The Only Two Conversations Worth Having Online
Marketing, Online Conversations, Local Business Growth
If you’re an Independent, marketing always feels like one more thing sitting on top of everything else. Clients, scheduling, the work itself. Then somewhere in the background there’s this pressure to post more, email more, stay active.
Most of it feels disconnected from what actually gets someone to book.
Strip that away and it gets simple.
There are only two conversations that matter:
Start a conversation with people who haven’t found you yet.
Continue a conversation with the people already in your world.
Everything you do falls into one of those two. If it doesn’t, it’s probably just something you felt like you were supposed to post.
Why Most of This Feels Like It’s Not Working
This isn’t about effort. Independents put in effort all the time.
The issue is the mismatch. Most people are sending “book now” messages to people who don’t know them, or posting general content to people who already trust them.
So it lands flat. Not because it’s bad, but because it’s the wrong conversation for that person.
Conversation One: Start the Conversation
This is for people who haven’t found you yet.
They’re not comparing you. They’re not deciding between options. They’re trying to figure out one thing:
Is this for someone like me?
That’s the job.
You’re not selling. You’re not pitching. You’re creating that moment where someone recognizes themselves. That’s what earns attention in the first place.
What This Looks Like for Independents
This isn’t branding language. It’s recognition.
Talk about the situations your clients are in before they book. Say things the way they would say them. Show the kind of work you actually do day to day.
You’re not trying to impress. You’re trying to make someone feel like they’re in the right place. That’s how the conversation starts.
Conversation Two: Continue the Conversation
This is for people who already know you.
They’ve seen your name, been in your chair, or thought about booking. Now the question shifts to:
Do I go forward with this?
This is where most of your actual business comes from. Not from new people, but from people who were already close.

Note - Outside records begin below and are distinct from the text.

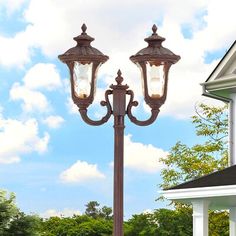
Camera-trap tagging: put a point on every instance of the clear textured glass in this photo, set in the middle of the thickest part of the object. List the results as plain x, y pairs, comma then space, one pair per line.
155, 78
82, 79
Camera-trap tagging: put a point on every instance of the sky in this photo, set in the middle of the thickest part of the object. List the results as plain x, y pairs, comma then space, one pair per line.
51, 159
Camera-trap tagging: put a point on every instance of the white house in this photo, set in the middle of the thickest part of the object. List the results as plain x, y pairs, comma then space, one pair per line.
215, 191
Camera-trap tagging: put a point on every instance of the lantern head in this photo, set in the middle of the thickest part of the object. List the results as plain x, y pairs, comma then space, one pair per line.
83, 61
154, 62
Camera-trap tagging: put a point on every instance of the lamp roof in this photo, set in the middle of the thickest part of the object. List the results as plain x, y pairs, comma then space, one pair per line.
83, 51
155, 51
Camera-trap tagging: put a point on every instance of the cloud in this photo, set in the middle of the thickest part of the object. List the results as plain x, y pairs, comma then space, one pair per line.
32, 100
18, 138
11, 5
53, 121
142, 157
42, 76
54, 37
81, 172
64, 213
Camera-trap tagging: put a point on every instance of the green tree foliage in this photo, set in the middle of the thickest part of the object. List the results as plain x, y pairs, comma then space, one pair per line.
185, 163
78, 225
12, 221
8, 210
92, 209
203, 158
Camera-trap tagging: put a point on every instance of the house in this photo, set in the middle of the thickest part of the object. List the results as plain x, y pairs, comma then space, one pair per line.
216, 191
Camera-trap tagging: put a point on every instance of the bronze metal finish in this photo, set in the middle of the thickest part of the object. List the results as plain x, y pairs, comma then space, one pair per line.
84, 53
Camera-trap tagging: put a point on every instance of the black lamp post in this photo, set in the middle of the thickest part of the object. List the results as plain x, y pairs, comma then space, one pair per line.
154, 61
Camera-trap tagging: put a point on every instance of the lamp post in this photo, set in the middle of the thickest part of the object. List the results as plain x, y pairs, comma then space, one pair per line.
83, 62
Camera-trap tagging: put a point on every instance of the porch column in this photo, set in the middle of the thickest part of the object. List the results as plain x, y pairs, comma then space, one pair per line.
232, 221
200, 217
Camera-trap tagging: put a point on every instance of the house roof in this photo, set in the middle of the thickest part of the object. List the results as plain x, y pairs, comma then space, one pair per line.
223, 177
223, 61
221, 83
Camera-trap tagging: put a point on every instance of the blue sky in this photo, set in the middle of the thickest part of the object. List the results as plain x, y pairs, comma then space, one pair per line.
51, 159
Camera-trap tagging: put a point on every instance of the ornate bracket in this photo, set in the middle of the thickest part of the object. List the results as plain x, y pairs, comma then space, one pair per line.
132, 103
84, 112
119, 106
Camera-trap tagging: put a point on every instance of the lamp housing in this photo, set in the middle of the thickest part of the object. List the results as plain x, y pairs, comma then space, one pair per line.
83, 62
154, 62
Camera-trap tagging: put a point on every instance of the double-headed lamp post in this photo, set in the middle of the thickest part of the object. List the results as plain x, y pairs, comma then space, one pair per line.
154, 62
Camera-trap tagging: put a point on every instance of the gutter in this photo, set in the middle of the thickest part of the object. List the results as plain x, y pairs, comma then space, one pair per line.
231, 133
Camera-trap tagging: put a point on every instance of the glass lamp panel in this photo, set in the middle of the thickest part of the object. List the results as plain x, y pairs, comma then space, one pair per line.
82, 79
156, 80
142, 79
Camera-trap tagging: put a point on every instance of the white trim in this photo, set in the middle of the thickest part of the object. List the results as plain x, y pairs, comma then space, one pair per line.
223, 63
222, 83
200, 217
232, 221
189, 193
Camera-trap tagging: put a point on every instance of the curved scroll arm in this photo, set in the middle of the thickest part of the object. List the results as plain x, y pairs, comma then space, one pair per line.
84, 112
150, 120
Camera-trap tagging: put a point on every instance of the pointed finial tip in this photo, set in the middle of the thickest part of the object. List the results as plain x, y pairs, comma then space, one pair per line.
84, 28
119, 78
154, 29
119, 72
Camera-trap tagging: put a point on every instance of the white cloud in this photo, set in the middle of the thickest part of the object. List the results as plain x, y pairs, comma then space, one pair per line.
67, 212
141, 157
204, 18
32, 100
42, 76
53, 121
11, 5
18, 138
81, 172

What This Looks Like for Independents
Now you guide instead of introduce.
Answer the questions you hear all the time. Show what actually happens when someone works with you. Make the next step clear.
This is where your content stops feeling like marketing and starts feeling useful. That’s what moves someone from thinking about it to actually booking.
The Mistake That Keeps Happening
Most Independents mix these two up.
They try to close with people they haven’t met yet, or they keep reintroducing themselves to people who already trust them.
That’s where things break.
Every time you post, send, or share something, there’s a simple check:
Am I starting a conversation, or continuing one?
If you don’t know, the person reading it won’t either.
A Simple Filter for Everything You Put Out
Before you post anything, run it through this:
Is this helping someone new recognize themselves in what I do? That’s starting a conversation.
Is this helping someone already paying attention take a next step? That’s continuing one.
If it’s neither, it’s probably filler. And filler is what burns you out without doing anything for your business.
How to Keep This Going Without Overthinking It
You don’t need a full content plan. You need a simple loop.
Pay attention to what comes up during your day. A question, a situation, something a client says.
Decide which conversation it belongs to. Someone new, or someone already in your world.
Then say it the way you would in person.
You’re not creating content from scratch. You’re just bringing your real conversations online.
What Actually Tells You It’s Working
Likes don’t tell you much.
This does:
“I saw your post about that…”
“I’ve been meaning to ask you about this…”
“That’s why I reached out…”
That’s someone moving from one conversation to the next. That’s what leads to bookings.
Bringing It Together
You don’t need to be everywhere. You don’t need to chase trends.
You just need to stay consistent with two things: start conversations with people who haven’t found you yet, and continue conversations with the people already paying attention.
Do that, and your marketing stops feeling random. It starts connecting. And when it connects, it builds into something that actually brings people in.